Benefits FAQ-Domestic Partner Coverage | University Benefits | Kent State University

Benefits FAQ-Domestic Partner Coverage

Question 1. Who is eligible for coverage?

Kent State University will grant domestic partner benefits to registered same gender and opposite gender partners of university employee effective January 1, 2009.

Question 2. When do I enroll?

Generally, there are three times when you can add your partner to your benefits:

  • As a newly hired or newly eligible employee within 31 days.
  • After experiencing an eligible job status or family status change (mid- year status change) within 31 days.
  • During the annual Open Enrollment period.
Question 3. How do I apply for domestic partner benefits?

To apply for domestic partner benefits, an Affidavit of Domestic Partnership form must be completed, notarized, and submitted to the Benefits Office along with required supporting documentation and applicable enrollment forms.

Question 4. Is it true that I cannot make pre-tax payments under Kent State’s benefit plans for the cost of my domestic partner’s coverage?

Yes, it is. Kent State’s health care plan was established as a cafeteria plan under IRS regulations. This permits employees to have deductions for health care premiums taken from their pay on a pre-tax basis. IRS regulations for cafeteria plans do not allow employee premiums for domestic partner benefits to be taken on a pre-tax basis and must be treated as a taxable benefit. Since this is a federally taxable benefit, you cannot use pre-tax dollars to pay for it.

Question 5. Why is health benefits coverage for my domestic partner considered a taxable benefit?

An employer can provide certain benefits to its employees on a tax-exempt basis. Those benefits can also be extended to spouses and dependents of those employees on the same tax-exempt basis. The domestic partner benefit is federally taxable because the federal tax code does not recognize a domestic partner in the same manner as a spouse, and it does not automatically recognize a domestic partner benefit as a taxable dependent to you and withhold federal, Social Security, and Medicare taxes on its value unless you provide a certification that your domestic partner meets the federal tax code criteria for a dependent.

Question 6. What is imputed income and why is it added to my paycheck when I cover my domestic partner?

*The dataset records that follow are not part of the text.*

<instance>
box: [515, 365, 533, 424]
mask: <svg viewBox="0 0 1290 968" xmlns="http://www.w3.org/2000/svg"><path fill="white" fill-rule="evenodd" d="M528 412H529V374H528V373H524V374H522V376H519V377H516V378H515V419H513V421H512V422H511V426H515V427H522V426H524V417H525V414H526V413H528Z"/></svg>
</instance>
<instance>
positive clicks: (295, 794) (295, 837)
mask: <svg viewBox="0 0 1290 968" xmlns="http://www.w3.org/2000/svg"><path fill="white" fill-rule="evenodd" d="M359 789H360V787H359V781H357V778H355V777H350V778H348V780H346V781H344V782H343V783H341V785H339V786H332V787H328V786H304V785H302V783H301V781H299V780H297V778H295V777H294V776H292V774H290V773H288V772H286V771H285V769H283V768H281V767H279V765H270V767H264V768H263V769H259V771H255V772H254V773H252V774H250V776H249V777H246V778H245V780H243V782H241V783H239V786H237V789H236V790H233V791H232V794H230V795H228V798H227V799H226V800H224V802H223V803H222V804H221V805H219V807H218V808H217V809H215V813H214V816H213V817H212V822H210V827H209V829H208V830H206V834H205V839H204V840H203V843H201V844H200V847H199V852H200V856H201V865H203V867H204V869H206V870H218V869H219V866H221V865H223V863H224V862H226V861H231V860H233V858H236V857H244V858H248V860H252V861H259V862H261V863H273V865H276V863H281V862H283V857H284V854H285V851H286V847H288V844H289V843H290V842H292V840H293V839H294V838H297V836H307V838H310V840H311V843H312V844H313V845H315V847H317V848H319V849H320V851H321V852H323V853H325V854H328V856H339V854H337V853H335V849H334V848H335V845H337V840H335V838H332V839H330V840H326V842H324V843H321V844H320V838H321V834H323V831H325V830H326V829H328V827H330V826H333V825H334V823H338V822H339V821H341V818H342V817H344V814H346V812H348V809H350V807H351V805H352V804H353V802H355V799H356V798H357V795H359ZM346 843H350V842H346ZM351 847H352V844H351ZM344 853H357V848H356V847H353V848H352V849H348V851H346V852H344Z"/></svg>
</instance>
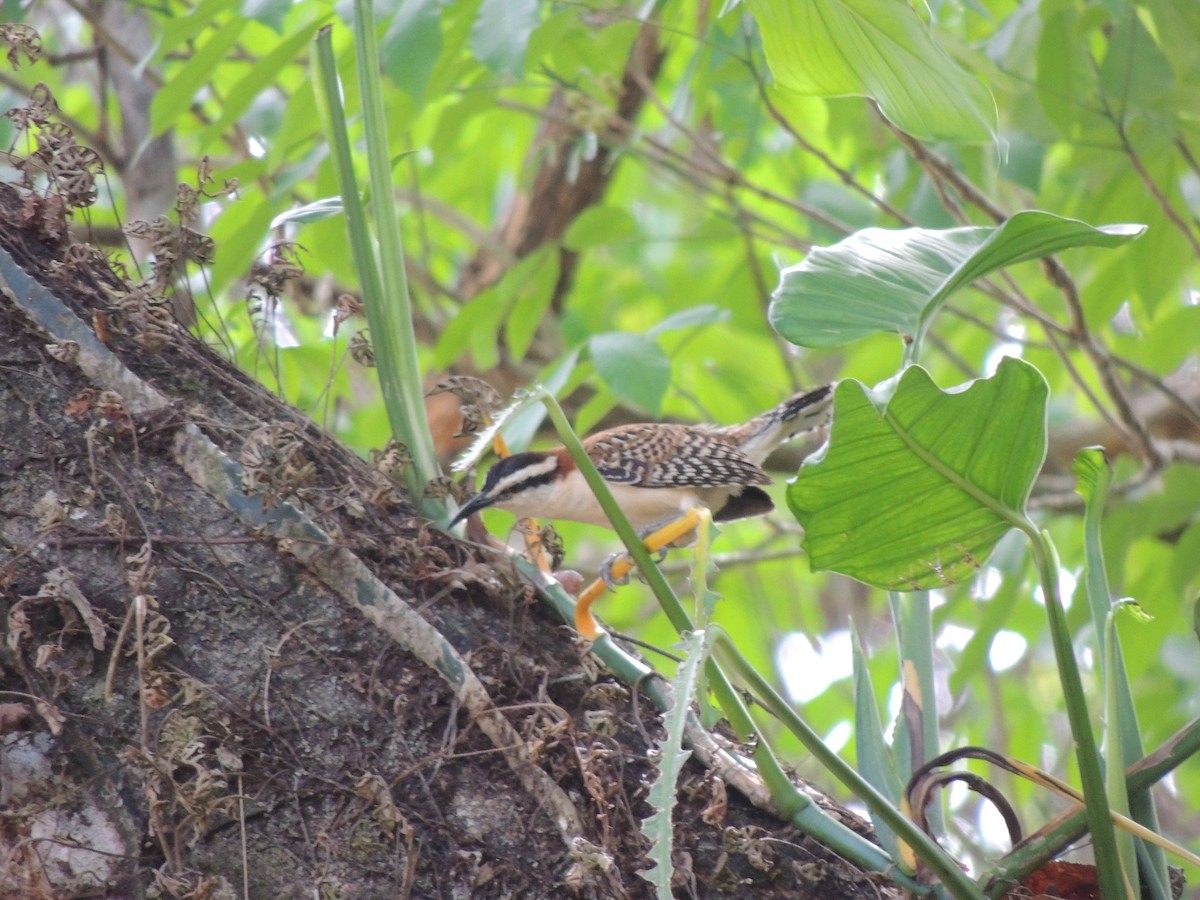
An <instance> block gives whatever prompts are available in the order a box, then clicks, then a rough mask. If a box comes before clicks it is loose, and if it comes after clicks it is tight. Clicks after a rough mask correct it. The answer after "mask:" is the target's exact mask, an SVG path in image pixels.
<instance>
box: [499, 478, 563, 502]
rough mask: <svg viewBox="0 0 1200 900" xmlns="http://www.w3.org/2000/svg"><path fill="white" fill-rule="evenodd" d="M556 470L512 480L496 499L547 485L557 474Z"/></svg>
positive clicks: (527, 490) (499, 499)
mask: <svg viewBox="0 0 1200 900" xmlns="http://www.w3.org/2000/svg"><path fill="white" fill-rule="evenodd" d="M557 474H558V473H557V472H545V473H541V474H539V475H533V476H532V478H523V479H521V480H518V481H514V482H512V484H511V485H509V486H508V487H505V488H504V490H503V491H500V493H498V494H497V496H496V499H497V500H502V499H504V498H505V497H511V496H512V494H515V493H522V492H524V491H529V490H532V488H534V487H541V486H542V485H548V484H550V482H551V481H553V480H554V478H556V476H557Z"/></svg>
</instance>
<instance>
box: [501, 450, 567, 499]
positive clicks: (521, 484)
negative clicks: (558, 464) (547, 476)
mask: <svg viewBox="0 0 1200 900" xmlns="http://www.w3.org/2000/svg"><path fill="white" fill-rule="evenodd" d="M557 468H558V460H557V458H554V457H553V456H547V457H546V458H545V460H542V461H541V462H539V463H534V464H533V466H526V467H524V468H523V469H517V470H516V472H514V473H511V474H509V475H508V476H506V478H503V479H500V480H499V481H497V482H496V486H494V487H493V488H492V497H503V496H504V494H505V493H508V492H509V490H511V488H512V487H515V486H517V485H527V484H529V482H530V481H533V480H535V479H538V478H539V476H541V475H548V474H550V473H552V472H554V469H557Z"/></svg>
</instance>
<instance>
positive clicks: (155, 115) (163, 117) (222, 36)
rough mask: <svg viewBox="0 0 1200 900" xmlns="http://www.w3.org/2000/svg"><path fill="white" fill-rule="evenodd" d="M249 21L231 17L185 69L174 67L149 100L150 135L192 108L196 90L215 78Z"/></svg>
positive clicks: (196, 93) (163, 126)
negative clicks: (212, 76) (162, 84)
mask: <svg viewBox="0 0 1200 900" xmlns="http://www.w3.org/2000/svg"><path fill="white" fill-rule="evenodd" d="M247 22H248V20H247V19H244V18H241V17H240V16H239V17H236V18H232V19H229V20H228V22H227V23H224V24H223V25H222V26H221V28H218V29H217V32H216V34H215V35H212V37H210V38H209V40H208V41H206V42H205V44H204V46H203V47H202V48H200V49H198V50H197V52H196V53H194V54H192V58H191V59H190V60H188V61H187V64H186V65H184V66H182V68H179V70H175V71H174V72H173V73H172V76H170V78H168V79H167V83H166V84H163V86H162V89H161V90H160V91H158V92H157V94H155V96H154V100H152V101H151V102H150V137H152V138H156V137H158V136H160V134H162V133H163V132H164V131H167V128H169V127H170V126H172V125H174V124H175V122H176V121H178V120H179V118H180V116H181V115H184V114H185V113H186V112H187V110H188V109H191V108H192V101H193V100H194V97H196V94H197V91H199V90H200V88H202V86H203V85H204V84H206V83H208V82H209V79H211V78H212V72H214V71H215V70H216V68H217V66H218V64H220V62H221V61H222V60H223V59H224V58H226V56H228V55H229V50H230V49H232V48H233V46H234V44H235V43H238V37H239V36H241V31H242V29H244V28H246V23H247Z"/></svg>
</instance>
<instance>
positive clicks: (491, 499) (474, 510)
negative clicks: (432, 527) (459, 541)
mask: <svg viewBox="0 0 1200 900" xmlns="http://www.w3.org/2000/svg"><path fill="white" fill-rule="evenodd" d="M491 505H492V498H491V497H488V496H487V494H486V493H476V494H475V496H474V497H472V498H470V499H469V500H467V503H464V504H463V505H462V509H460V510H458V511H457V512H456V514H455V517H454V518H451V520H450V522H449V524H446V530H449V529H451V528H454V527H455V526H456V524H458V523H460V522H462V521H463V520H464V518H466V517H467V516H469V515H470V514H472V512H479V511H480V510H481V509H487V508H488V506H491Z"/></svg>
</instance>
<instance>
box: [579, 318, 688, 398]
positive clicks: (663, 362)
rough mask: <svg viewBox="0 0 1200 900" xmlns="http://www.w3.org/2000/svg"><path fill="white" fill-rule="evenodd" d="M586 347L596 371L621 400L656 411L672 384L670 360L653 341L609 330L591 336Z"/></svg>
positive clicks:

Imputed income is the fair market value of the additional benefit coverage for domestic partners and, under IRS regulations, is generally treated as taxable income to the employee. Imputed income is separate from, and in addition to, your bi-weekly plan cost. Imputed income is subject to both federal and FICA taxes and will be included on your W2.

Question 7. I understand that my domestic partner could be considered as a “dependent” under IRS guidelines. What would qualify my domestic partner as a “dependent” under IRS guidelines?

To claim your domestic partner as a dependent for tax filing purposes, you would need to meet the requirements provided under Internal Revenue Service Code Section 152.

Question 8. If my domestic partner and I both work at Kent State University, can we both cover each other as well as our dependents?

The faculty/staff member and dependent(s) can only be covered once. For example, you cannot have your own health insurance (or dental insurance) and be listed as a dependent on your domestic partner coverage. Essentially you cannot have double coverage.

Question 9. How will my after tax medical premiums and imputed income be calculated if I add my domestic partner to benefit coverage?

Employee medical premiums are determined based on the type of medical plan selected (level of coverage) by the employee and the annual salary of the employee. These premiums are deducted from the employees’ pay on an aftertax basis. The “fair market value” of the selected medical plan is the total cost of the plan to Kent State minus the total cost of the plan prior to adding the domestic partner. Premiums deducted on an after tax basis are deducted from the “fair market value” of the plan and this amount is considered as imputed income on the employee’s W-2.

As an example, a single employee with an annual salary of $40,000 is enrolled in the Medical Mutual 90/70 medical plan and will pay $33.36 (single rate) per month pre-tax for medical coverage. The employee adds a domestic partner on January 1, 2009. When the domestic partner is added, the monthly premium will increase to $88.32 (family rate) and is deducted from the employee’s pay on an after tax basis.

Imputed income for W2 earnings is calculated by subtracting Kent State’s total cost of the Medical Mutual 90/70 single plan ($359.95 per month) from the Kent State’s total cost of the Medical Mutual 90/70 family plan ($953.41 per month). The difference of $593.46 per month is considered the “fair market value” of the plan. This amount of $593.46 is reduced by the new after tax monthly premium of $88.32 (family rate) to yield an imputed income amount of $505.14 per month or $6,061.68 being added to the employee’s W2 statement for the year.